Pete Dye has an interesting way of setting up the approach shot to any green. A third of every green is visually inaccessible to the normal human. The good news is, 2/3 of every green can accept almost any type of shot, including one running along the ground. The design theory is that most of your golfers are going to be very hard pressed to access your hidden pin placements behind hazard but you can’t have your best players playing nonchallenging pin placement seven days a week.
An extreme example of this theory is found on the 12th hole at Whistling Straits. A short par three with a good sized green, there is a small portion of green, a tiny peninsula in the back right, that is damn near out in the middle of Lake Michigan. I don’t care if you aim for the middle of the green and four putt to that back pin position, you are better off than aiming at that peninsula. It’s like trying to hit your ball down your neighbor’s laundry chute from your back porch, 160 yards away.
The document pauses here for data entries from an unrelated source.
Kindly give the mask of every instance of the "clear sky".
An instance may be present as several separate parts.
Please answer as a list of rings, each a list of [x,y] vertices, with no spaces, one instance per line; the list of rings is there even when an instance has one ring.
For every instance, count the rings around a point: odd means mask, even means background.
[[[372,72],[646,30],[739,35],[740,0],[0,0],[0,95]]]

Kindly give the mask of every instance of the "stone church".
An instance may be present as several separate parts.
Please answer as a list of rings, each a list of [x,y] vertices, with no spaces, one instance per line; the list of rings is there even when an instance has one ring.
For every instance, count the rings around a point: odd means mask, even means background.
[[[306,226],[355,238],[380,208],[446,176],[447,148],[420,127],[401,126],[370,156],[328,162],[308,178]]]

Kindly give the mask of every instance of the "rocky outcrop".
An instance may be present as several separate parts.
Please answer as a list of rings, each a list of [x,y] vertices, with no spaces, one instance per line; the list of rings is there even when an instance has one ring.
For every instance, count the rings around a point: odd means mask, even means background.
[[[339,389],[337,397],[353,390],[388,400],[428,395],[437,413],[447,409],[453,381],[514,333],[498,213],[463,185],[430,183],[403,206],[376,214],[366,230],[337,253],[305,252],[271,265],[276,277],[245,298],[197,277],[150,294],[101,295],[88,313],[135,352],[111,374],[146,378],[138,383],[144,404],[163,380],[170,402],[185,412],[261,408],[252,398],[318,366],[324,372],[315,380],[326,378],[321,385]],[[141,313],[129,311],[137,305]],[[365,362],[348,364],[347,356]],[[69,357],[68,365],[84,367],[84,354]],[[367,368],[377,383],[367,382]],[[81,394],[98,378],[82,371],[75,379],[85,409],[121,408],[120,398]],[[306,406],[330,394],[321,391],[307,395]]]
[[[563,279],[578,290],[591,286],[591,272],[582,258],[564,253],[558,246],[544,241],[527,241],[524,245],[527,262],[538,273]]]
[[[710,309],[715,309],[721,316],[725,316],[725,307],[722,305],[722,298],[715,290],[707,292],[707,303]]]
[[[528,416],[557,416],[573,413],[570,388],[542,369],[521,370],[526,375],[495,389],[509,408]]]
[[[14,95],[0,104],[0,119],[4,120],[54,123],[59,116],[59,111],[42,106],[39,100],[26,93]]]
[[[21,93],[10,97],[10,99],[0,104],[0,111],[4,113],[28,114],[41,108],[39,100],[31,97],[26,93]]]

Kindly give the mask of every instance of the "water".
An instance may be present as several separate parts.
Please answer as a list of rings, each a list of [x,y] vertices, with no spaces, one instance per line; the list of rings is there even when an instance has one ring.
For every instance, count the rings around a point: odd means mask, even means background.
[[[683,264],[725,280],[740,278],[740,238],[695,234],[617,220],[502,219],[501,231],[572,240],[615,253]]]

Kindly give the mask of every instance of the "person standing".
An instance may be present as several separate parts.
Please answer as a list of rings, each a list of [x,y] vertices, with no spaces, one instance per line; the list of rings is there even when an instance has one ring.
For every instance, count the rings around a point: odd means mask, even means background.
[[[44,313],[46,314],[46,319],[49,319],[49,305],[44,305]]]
By the time you get to the 12th hole you have had the 11 hole beating of a lifetime, or for a very lucky few, you have finally found a birdie chance to take a great round into the no man’s land of all time rounds you have ever played. The beautiful scenery and relatively benign look of the hole is not consistent with the out right terror that is involved with the back peninsula and the trouble working all around it. Throw in a very strong chance of the wind blowing at least 15 to 20 miles an hour on any given day and you have a recipe for disaster. There’s nothing better than making six on a par three, especially when your playing partners remind you that twelve is the easiest hole on the course.
Making critical decisions before every shot makes golf interesting. Living with your choices after your round and rethinking them over and over, that’s what makes golf maddening.